Virtual Function Compared to Pointer Casting

The current version of some code I'm using utilises a slightly odd way of acheiving something which I think could be acheived with polymorphism. More concretely we currently use something like

for(int i=0; i<CObjList.size(); ++i)
{
   CObj* W = CObjList[i];
   if( W->type == someTypeA )
   {
       // do some things which also involve casts such as
       //  ((SomeClassA*) W->objectptr)->someFieldA
   }
   else if( W->type == someTypeB )
   {
       // do some things which also involve casting such as
       //  ((SomeClassB*) W->objectptr)->someFieldB
   }
}

To clarify; each object W contains a void *objectptr; that is to say a pointer to an arbitrary location. The field W->type keeps track of what type of object objectptr points at so that inside our if/else statements we can cast W->objectptr to the correct type and use it's fields.

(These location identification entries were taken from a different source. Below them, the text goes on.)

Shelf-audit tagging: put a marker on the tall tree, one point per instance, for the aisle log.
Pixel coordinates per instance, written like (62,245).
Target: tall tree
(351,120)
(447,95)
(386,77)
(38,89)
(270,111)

However, this seems inherently bad from a code design stand point for several reasons;

We have no guarantee that the object pointed to by W->objectptr actually matches what is said in W->type so the cast is inherently unsafe.
Every time we wish to add another type we must add another elseif statement and ensure W->type is set correctly.

It seems to be this would be much better solved with something like

class CObj
{
public:
   virtual void doSomething(/* some params */)=0;
};

class SomeClassA : public CObj
{
public:
   virtual void doSomething(/* some params */);
   int someFieldA;
}

class SomeClassB : public CObj
{
public:
   virtual void doSomething(/* some params */);
   int someFieldB;
}

// sometime later...

for(int i=0; i<CObjList.size(); ++i)
{
   CObj* W = CObjList[i];
   W->doSomething(/* some params */);
}

This having been said there is the proviso that in this setting performace is important. This code will be called from a (relatively) tight loop.

My question is then; is the added complexity of a few vtable lookups outweighed by the improved code design and extensibility and is this likely to affect performace alot?

EDIT: It occurs to me that accessing the fields through a pointer in this way could be as bad as vtable lookups anyway due to cache misses etc. Any thoughts on this?

---- EDIT 2: Also I forgot to mention (and I know it's a bit off the original topic), inside the if statements are many calls to member functions of the surrounding class. How would you design the structure so as to be able to call these from inside doSomething()?

Solution

I'm going to answer specifically on the performance angle, because I work in a perf-critical environment and a while ago I happened to run measurements on a similar case to work out the fastest solution.

If you are on an x86, PPC, or ARM processor, you want virtual functions in this situation. The performance cost of calling a virtual function is mostly the pipeline bubble induced by mispredicting an indirect branch. Because the instruction fetch stage of the CPU can't know where the computed jmp goes, it can't start fetching bytes from the target address until the branch executes, and thus you have a stall in the pipeline corresponding to the number of stages between the first fetch stage and the branch retire. (On the PPC I know best, that's something like 25 cycles.)

You also have the latency of loading the vtable pointer, but this is often hidden by instruction reordering (the compiler moves the load instruction so it starts several cycles before you actually need the result and the CPU does other work while the data cache sends you its electrons.)

With the if-cascade approach you instead have some number n of direct, conditional branches — where the target is known at compile time, but whether the jump is taken is determined at runtime. (ie, a jump-on-equal opcode.) In this case the CPU will make a guess (predict) at whether each branch is taken or not, and start fetching instructions accordingly. So, you will only have a bubble if the CPU guesses wrong. Since you are presumably calling this function with different input each time, it's going to mispredict at least one of these branches, and you'll have the exact same bubble that you would with virtuals. In fact, you'll have a whole lot more bubbles — one per if() conditional!

With virtual functions, there's also the risk of an additional data cache miss on loading the vtable, and an icache miss on the jump target. If this function is in a tight loop, then presumably you'll be looking up and calling the same subroutines a lot, and thus the vtable and function bodies will probably still be in cache. You could measure that if you wanted to be really sure.